There might be fewer yellow shirts in the Jalan Besar Stadium stands to cheer his side on, but Tampines Rovers coach Gavin Lee is focused only on the ones on the pitch in tonight's AFC Cup clash.
The Stags host Indonesian side PSM Makassar in their Group H opener, which is also the first professional football game played in Singapore since the government upped its disease outbreak response to code orange owing to the coronavirus last Friday.
Ticket sales as of Tuesday, noted a club official, are 30 per cent lower than their last match at the same stadium on Jan 14, when 1,400 watched their 5-3 loss after extra time to Bali United in the top-tier Asian Champions League play-off.
But Lee was not concerned ahead of the second-tier Asian Football Confederation (AFC) competition.
"I think it'll be an exciting game. Makassar are a strong team and won the Indonesian Cup last year, and they've improved the team with new signings," he said.
"We're all very excited to start the AFC Cup campaign."
A gruelling season is in store for the Stags, who will represent the Republic in the inaugural Asean Football Federation (AFF) Asean Club Championship, reportedly set to run from March to November.
Regional and continental exertions, on top of domestic commitments, will see them chalk up more than 40 games this term.
Last year, they played 36 matches as they lifted the Singapore Cup and finished runners-up in the Singapore Premier League.
Lee, 29, was content with his squad's depth and added: "One area we were quite successful with last year, and hopefully that will continue this year, was our ability to stay fresh and injury-free.
"With senior players like Yasir (Hanapi) and Daniel (Bennett), who can manage themselves quite well off the pitch, we have the squad to go all the way this season."
One area we were quite successful with last year, and hopefully that will continue this year, was our ability to stay fresh and injury-free. Periodisation will be a little bit more important this year.

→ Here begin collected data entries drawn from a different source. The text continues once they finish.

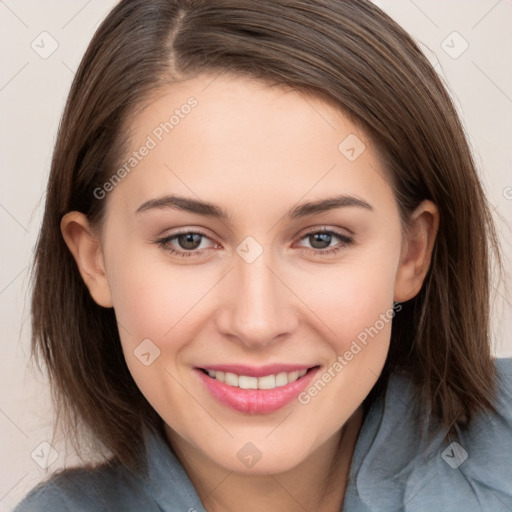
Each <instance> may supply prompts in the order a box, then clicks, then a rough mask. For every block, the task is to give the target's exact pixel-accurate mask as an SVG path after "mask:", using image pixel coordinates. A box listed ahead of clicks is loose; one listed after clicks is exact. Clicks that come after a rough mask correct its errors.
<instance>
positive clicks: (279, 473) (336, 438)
mask: <svg viewBox="0 0 512 512" xmlns="http://www.w3.org/2000/svg"><path fill="white" fill-rule="evenodd" d="M362 419H363V413H362V408H361V407H360V408H359V409H357V410H356V411H355V412H354V414H353V415H352V416H351V417H350V418H349V420H348V421H347V422H346V423H345V425H344V426H343V428H341V429H340V430H339V431H338V432H337V433H336V435H334V436H332V437H331V438H330V439H328V440H327V441H326V442H325V443H324V444H323V445H321V446H320V447H319V448H318V449H317V450H316V451H315V452H313V453H312V454H311V455H310V456H308V457H307V458H306V459H305V460H304V461H302V462H301V463H300V464H299V465H298V466H295V467H294V468H292V469H290V470H288V471H285V472H282V473H277V474H270V473H267V474H264V475H247V474H241V473H235V472H233V471H229V470H226V469H224V468H222V467H220V466H214V465H212V463H211V461H209V462H208V461H207V460H201V458H200V457H199V458H198V457H197V454H196V453H194V452H193V451H192V450H191V448H190V447H189V446H187V445H184V444H183V442H180V441H179V440H178V441H177V436H176V434H175V433H174V432H172V431H171V430H170V429H167V437H168V440H169V442H170V445H171V447H172V449H173V450H174V452H175V453H176V454H177V456H178V458H179V459H180V461H181V463H182V464H183V467H184V468H185V470H186V471H187V473H188V475H189V478H190V480H191V481H192V483H193V484H194V487H195V488H196V490H197V492H198V494H199V497H200V498H201V502H202V503H203V505H204V507H205V509H206V510H207V511H208V512H235V511H237V512H238V511H240V510H244V512H257V511H258V512H259V511H261V510H265V511H268V512H274V511H276V512H277V511H279V512H296V511H297V510H302V509H304V510H316V511H317V512H339V511H340V510H341V508H342V506H343V498H344V496H345V490H346V487H347V482H348V475H349V471H350V465H351V461H352V455H353V452H354V447H355V443H356V441H357V437H358V434H359V430H360V427H361V424H362Z"/></svg>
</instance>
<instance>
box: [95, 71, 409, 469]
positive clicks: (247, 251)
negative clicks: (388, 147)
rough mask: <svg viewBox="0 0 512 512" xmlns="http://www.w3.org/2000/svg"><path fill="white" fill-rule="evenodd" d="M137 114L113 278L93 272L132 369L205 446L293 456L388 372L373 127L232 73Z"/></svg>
mask: <svg viewBox="0 0 512 512" xmlns="http://www.w3.org/2000/svg"><path fill="white" fill-rule="evenodd" d="M190 98H193V100H191V99H190ZM186 105H188V107H185V106H186ZM173 113H174V114H175V116H174V118H170V116H171V115H172V114H173ZM169 119H171V120H170V121H169ZM165 122H168V124H167V125H166V124H165ZM130 128H131V133H132V138H131V150H132V151H136V152H137V155H138V156H135V157H134V155H133V153H130V154H129V155H127V157H126V161H127V162H128V159H129V158H130V157H132V158H135V159H136V165H133V167H130V164H128V166H127V167H125V171H126V169H130V170H129V171H126V172H125V173H123V172H121V173H120V174H118V176H119V175H120V176H121V178H122V179H120V180H112V181H111V182H110V186H109V185H108V184H107V186H106V187H105V190H108V193H107V194H106V197H105V199H104V200H105V201H107V205H106V217H105V222H104V224H103V226H102V231H101V242H100V244H101V245H100V257H99V259H98V261H99V263H98V264H99V265H100V266H101V267H102V268H104V272H105V275H104V282H103V284H98V283H97V282H94V283H92V284H91V282H89V283H88V286H89V289H90V290H91V293H92V294H93V296H94V297H95V298H96V300H97V302H99V303H103V305H107V306H108V305H112V306H113V307H114V309H115V314H116V317H117V319H118V322H119V330H120V337H121V342H122V348H123V351H124V355H125V358H126V362H127V365H128V367H129V369H130V372H131V374H132V375H133V378H134V379H135V381H136V383H137V385H138V387H139V388H140V390H141V391H142V393H143V394H144V395H145V396H146V398H147V400H148V401H149V402H150V403H151V405H152V406H153V407H154V408H155V410H156V411H157V412H158V413H159V415H160V416H161V417H162V418H163V419H164V420H165V422H166V424H167V425H168V427H169V432H170V433H171V435H172V436H174V437H173V438H174V439H175V440H176V442H180V443H184V444H186V445H187V446H189V447H190V448H191V449H192V450H193V451H195V453H197V454H198V455H200V456H201V457H204V458H205V460H210V461H213V462H214V463H215V464H217V465H219V466H222V467H223V468H226V469H228V470H231V471H238V472H246V473H266V472H271V473H274V472H280V471H285V470H287V469H290V468H292V467H294V466H297V465H298V464H300V463H301V462H302V461H304V460H305V459H306V458H307V457H308V456H310V455H311V454H313V453H314V452H315V451H316V450H318V449H319V448H320V447H321V446H323V445H324V444H325V443H327V442H328V441H329V440H330V439H332V438H333V436H335V435H336V434H337V433H339V432H340V429H341V427H342V426H343V425H344V424H345V423H346V422H347V420H348V419H349V418H350V417H351V415H353V414H354V412H355V411H356V410H357V409H358V408H359V407H360V405H361V403H362V401H363V399H364V398H365V397H366V396H367V394H368V393H369V391H370V390H371V388H372V387H373V385H374V384H375V382H376V380H377V378H378V376H379V374H380V372H381V370H382V367H383V364H384V361H385V358H386V355H387V352H388V348H389V340H390V332H391V318H392V317H393V314H394V311H393V300H394V299H396V300H402V299H403V297H402V296H401V295H402V294H403V286H404V285H403V282H402V281H400V279H402V278H401V273H400V268H401V267H400V265H401V264H402V263H403V261H404V257H403V255H404V241H403V236H402V226H401V223H400V218H399V212H398V206H397V204H396V201H395V199H394V196H393V191H392V189H391V188H390V186H389V184H388V180H387V179H386V176H385V171H384V169H383V168H382V167H381V163H380V162H379V159H378V156H377V154H376V151H375V149H374V148H373V146H372V143H371V140H369V138H368V137H367V136H366V135H365V134H364V133H363V132H362V131H361V130H360V129H359V128H357V127H356V126H354V125H353V124H352V123H351V122H350V121H349V120H348V119H347V118H346V117H345V116H344V115H342V113H341V112H339V111H338V110H336V109H334V108H333V107H332V106H328V105H327V104H325V103H324V102H322V101H321V100H320V99H318V98H315V97H312V96H305V95H303V94H301V93H298V92H296V91H290V90H287V89H284V88H276V87H272V88H271V87H269V86H266V85H263V84H261V83H258V82H255V81H250V80H247V79H242V78H239V77H228V76H224V77H217V78H216V79H213V77H212V76H207V75H204V76H199V77H196V78H194V79H191V80H187V81H185V82H181V83H180V84H175V85H172V86H169V88H168V89H167V90H166V91H165V93H164V94H162V95H161V96H160V97H159V99H158V100H156V101H154V102H153V103H152V104H151V105H150V107H148V108H147V109H145V110H144V111H143V112H142V113H139V114H138V115H137V117H136V118H134V119H133V120H132V122H131V123H130ZM142 147H146V150H143V149H141V148H142ZM134 163H135V160H133V161H131V164H134ZM98 194H101V192H98ZM328 200H331V202H327V201H328ZM200 203H207V204H208V206H205V205H204V204H203V205H201V204H200ZM317 203H318V204H317ZM310 204H311V205H315V204H317V206H316V207H314V206H306V205H310ZM399 281H400V282H399ZM98 287H99V288H98ZM102 287H103V288H102ZM99 289H102V290H103V291H102V292H100V291H98V290H99ZM397 295H400V296H397ZM255 387H256V388H258V389H253V388H255ZM246 388H248V389H246ZM248 443H250V444H248ZM258 453H259V454H260V455H261V458H260V459H259V460H258V461H257V463H255V464H253V465H251V463H249V460H248V459H247V455H249V456H256V458H258V457H259V455H258ZM244 457H245V458H244Z"/></svg>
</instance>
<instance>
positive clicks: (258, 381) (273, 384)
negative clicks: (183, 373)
mask: <svg viewBox="0 0 512 512" xmlns="http://www.w3.org/2000/svg"><path fill="white" fill-rule="evenodd" d="M207 372H208V375H209V376H210V377H211V378H212V379H217V380H218V381H220V382H224V383H225V384H227V385H228V386H233V387H235V388H236V387H239V388H240V389H274V388H279V387H282V386H286V385H287V384H290V383H291V382H295V381H296V380H297V379H299V378H300V377H303V376H304V375H306V372H307V370H301V371H300V372H299V371H293V372H288V373H286V372H281V373H278V374H275V375H265V376H264V377H248V376H247V375H236V374H235V373H229V372H225V373H224V372H217V371H214V370H207Z"/></svg>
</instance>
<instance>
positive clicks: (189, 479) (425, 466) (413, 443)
mask: <svg viewBox="0 0 512 512" xmlns="http://www.w3.org/2000/svg"><path fill="white" fill-rule="evenodd" d="M495 362H496V368H497V374H498V386H499V388H498V397H497V399H498V403H497V409H498V414H494V415H490V414H488V413H486V414H481V415H479V416H478V417H477V418H476V421H475V422H474V423H472V425H471V427H470V429H469V430H467V431H463V432H461V433H460V437H459V438H458V439H457V440H456V444H455V442H450V441H445V440H444V439H443V438H444V434H445V432H443V431H441V432H439V434H438V435H437V437H435V438H434V440H432V441H431V442H430V443H428V445H427V444H426V443H423V442H421V441H420V438H421V436H420V435H419V433H420V430H421V426H420V423H419V418H418V414H417V412H418V408H417V407H418V404H417V403H416V402H415V401H414V398H413V387H412V383H411V382H410V381H409V380H408V379H407V377H406V376H405V374H403V373H395V374H394V375H392V376H391V377H390V380H389V385H388V388H387V390H386V394H385V396H384V397H381V399H379V400H377V401H376V402H375V403H374V404H373V406H372V407H371V408H370V410H369V411H368V414H367V416H366V418H365V421H364V423H363V425H362V427H361V430H360V433H359V437H358V439H357V443H356V446H355V449H354V455H353V457H352V464H351V467H350V475H349V482H348V486H347V490H346V493H345V500H344V504H343V509H342V511H341V512H392V511H393V512H395V511H405V512H427V511H428V512H441V511H442V512H473V511H475V512H476V511H478V512H480V511H489V512H502V511H503V512H512V359H504V358H503V359H496V360H495ZM144 437H145V449H146V454H147V457H148V472H147V474H143V475H134V474H131V473H130V472H129V471H127V470H126V469H123V468H121V467H119V466H108V465H105V466H102V467H100V468H99V469H95V470H93V471H90V472H87V471H86V470H85V469H83V468H77V469H67V470H65V471H64V472H63V473H61V474H58V475H54V476H53V477H52V479H51V480H50V481H48V482H46V483H44V484H42V485H39V486H37V487H36V488H34V489H33V490H32V491H31V492H30V493H29V494H28V495H27V496H26V497H25V498H24V500H23V501H22V502H21V503H20V504H19V505H18V506H17V507H16V509H15V510H14V512H42V511H45V512H47V511H51V512H63V511H72V512H104V511H115V512H136V511H137V512H140V511H143V512H206V511H205V509H204V507H203V506H202V504H201V501H200V500H199V497H198V495H197V492H196V490H195V488H194V486H193V485H192V483H191V481H190V479H189V478H188V476H187V473H186V472H185V470H184V469H183V467H182V465H181V463H180V462H179V460H178V459H177V458H176V456H175V455H174V453H173V452H172V450H170V449H169V447H168V445H167V444H166V442H165V440H164V439H162V438H161V437H159V436H158V434H156V433H155V432H153V431H149V430H148V431H146V432H145V433H144ZM241 512H243V511H241Z"/></svg>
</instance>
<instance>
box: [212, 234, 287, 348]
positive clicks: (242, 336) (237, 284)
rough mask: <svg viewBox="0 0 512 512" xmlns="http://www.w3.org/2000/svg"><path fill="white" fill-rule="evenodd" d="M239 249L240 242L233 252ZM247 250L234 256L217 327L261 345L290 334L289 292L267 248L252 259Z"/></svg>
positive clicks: (245, 247) (240, 339)
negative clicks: (231, 267)
mask: <svg viewBox="0 0 512 512" xmlns="http://www.w3.org/2000/svg"><path fill="white" fill-rule="evenodd" d="M243 248H244V246H243V244H241V247H239V250H238V251H237V252H239V251H240V249H243ZM245 248H247V246H245ZM252 250H254V247H253V248H252ZM250 252H251V248H250V249H249V251H247V252H246V253H244V252H239V254H237V255H235V258H234V266H235V268H234V272H231V273H230V274H231V278H230V280H229V283H227V287H228V291H227V299H226V301H225V302H224V304H225V310H224V311H223V315H224V316H223V318H224V321H223V324H222V326H221V328H222V330H223V332H224V333H225V334H230V335H231V336H235V337H237V338H238V339H239V341H240V342H242V343H244V344H246V345H248V346H249V345H250V346H265V345H267V344H269V343H272V342H273V341H274V340H275V339H276V338H277V337H278V336H280V335H284V334H286V333H290V332H291V331H292V330H293V329H294V327H295V322H296V315H295V313H294V311H293V303H292V300H291V297H292V295H291V293H290V291H289V290H288V289H287V287H286V286H285V285H284V283H283V282H282V281H281V279H279V277H278V275H279V269H278V268H276V264H275V261H273V258H272V254H271V250H270V249H265V250H263V251H262V252H261V253H260V254H259V256H257V257H256V258H255V259H252V257H248V256H247V254H250ZM240 254H241V255H240ZM252 256H253V257H254V253H253V255H252ZM276 274H277V275H276Z"/></svg>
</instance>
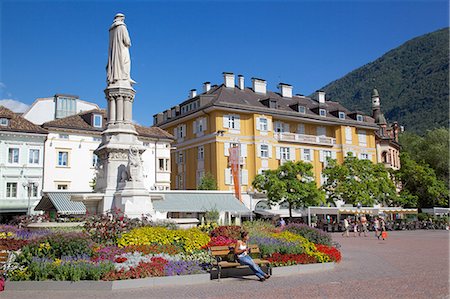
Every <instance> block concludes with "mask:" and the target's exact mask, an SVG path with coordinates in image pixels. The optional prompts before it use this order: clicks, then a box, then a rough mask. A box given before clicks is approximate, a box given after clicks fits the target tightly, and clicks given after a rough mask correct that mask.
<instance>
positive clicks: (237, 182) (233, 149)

GAVIN LEE, Tampines coach, outlining the importance of his team staying healthy through the season.
Makassar coach Bojan Hodak pointed to the settled nature of Tampines' squad as being one of their key strengths and added this was in contrast to his side.
"Even in an office, if you have four or five new employees you need time to understand each other," said the Croatian.
"It's the same here. We had six or seven players play for the first time together in our first match (on Jan 22) and, for this match, we will have another two or three also playing together for the first time.
"So we will need a little bit of time and training before we can get better."
Hodak, 48, is a familiar face on the Singapore scene, having played for Balestier Central, now known as Balestier Khalsa, and the now-defunct Jurong FC in the late 1990s.
He said he and his players were not perturbed by the coronavirus situation. Yesterday, there were 47 reported cases in Singapore, the highest after China and Japan. Indonesia has yet to report a case of the highly infectious disease.
The AFC said yesterday that AFC Cup matches involving teams from East Asia have been rescheduled for April. Matches between Mongolia's Ulaanbaatar City and Chinese Taipei's Taipower Company had already been postponed owing to travel restrictions.
Hodak said: "Singapore is always organised when it comes to things like this. The virus, I think, is more of a problem (indoors) in shopping centres and hotels.
"On the pitch, we won't have this problem to deal with."
Tampines plan to pay tribute to their former player Shariff Samat who died on Monday aged 36 from a heart attack. They are seeking clearance to hold a minute of silence before kick-off and for players to wear black armbands to honour their former defender.
Last night, Hougang beat Lao Toyota 3-1 in Vientiane in Group F with a goal by Charlie Machell and a brace by Stipe Plazibat.